A review on 30 studies on Eastern European immigrant women showed that these women don’t use the breast cancer screening programs largely because of their poor level of awareness (16). Another study on 462 women in Turkey showed that theoretical educations on breast cancer screening is highly effective in improving the level of knowledge about the breast cancer even in illiterate women (17). Obvious differences in level of awareness about the screening the breast cancer by breast self-examination between women living in developing countries and women who live in developed countries with consolidated educational programs (30.3% in Saudi Arabia, 34.9% in Nigeria, 34.9% in Jordan versus 80.9% in Chinese immigrant women living in San Francisco and 75% in all women living in United States) (18-22) also show that regular formal educations based on a comprehensive local, regional and national needs assessment may encourage women to engage in screening programs markedly.

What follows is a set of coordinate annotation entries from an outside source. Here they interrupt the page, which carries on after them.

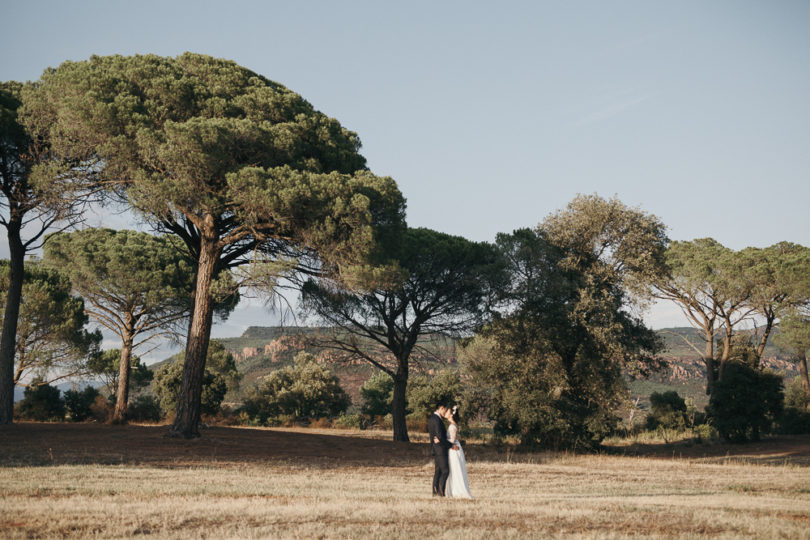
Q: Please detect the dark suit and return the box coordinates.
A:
[428,413,453,497]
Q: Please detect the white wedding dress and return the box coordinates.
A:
[444,424,472,499]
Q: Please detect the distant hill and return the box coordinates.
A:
[152,326,797,407]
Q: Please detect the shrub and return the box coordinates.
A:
[647,390,687,430]
[17,380,65,422]
[65,386,99,422]
[785,377,810,411]
[241,352,351,424]
[127,394,163,422]
[332,413,368,429]
[706,362,783,442]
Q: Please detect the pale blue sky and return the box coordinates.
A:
[0,0,810,335]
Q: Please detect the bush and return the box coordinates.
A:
[777,407,810,435]
[152,361,228,415]
[127,394,163,422]
[241,352,351,424]
[706,362,783,442]
[17,380,65,422]
[332,414,364,429]
[647,390,687,431]
[407,369,462,418]
[785,377,810,411]
[65,386,99,422]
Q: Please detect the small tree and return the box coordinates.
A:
[242,352,351,422]
[706,361,784,442]
[17,380,65,422]
[65,386,99,422]
[87,349,155,397]
[647,390,687,430]
[302,228,501,441]
[152,360,228,415]
[44,229,205,423]
[0,261,101,385]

Most studies have shown that the main source of data acquisition about breast cancer is mass media especially for the illiterate and low-educated women who watch television programs in their everyday life. But it should be noticed that television and radio have usually some cultural, social, and religious barriers in teaching the exact methods of breast self-examination (and/or mammography) (23). These barriers in community-based breast health education programs should enco-urage health system to push the primary health care professionals (like family physicians, general prac-titioners, midwives, etc.) to play a more prominent role in educating the women regarding breast cancer and inspiring them to participate in the preventive and screening programs. There would be also a need to an external audit system to ensure the desirable primary health care professionals’ involvement in this filed (14-15).
Limitations
Our study has some limitations. We didn’t study the main route of data acquisition used by our participants. We have not studied the level of knowledge of the studied women about the mammography (as a screening tool). We have not evaluated the rate of performing the breast self-examination in women who are aware of this method of screening.
Most of our participants had lower level of knowledge about the risk factors and screening rules and tools of breast cancer than its clinical presentation which was statistically significant.
The authors have no Acknowledgment.
The authors declared no conflict of interest.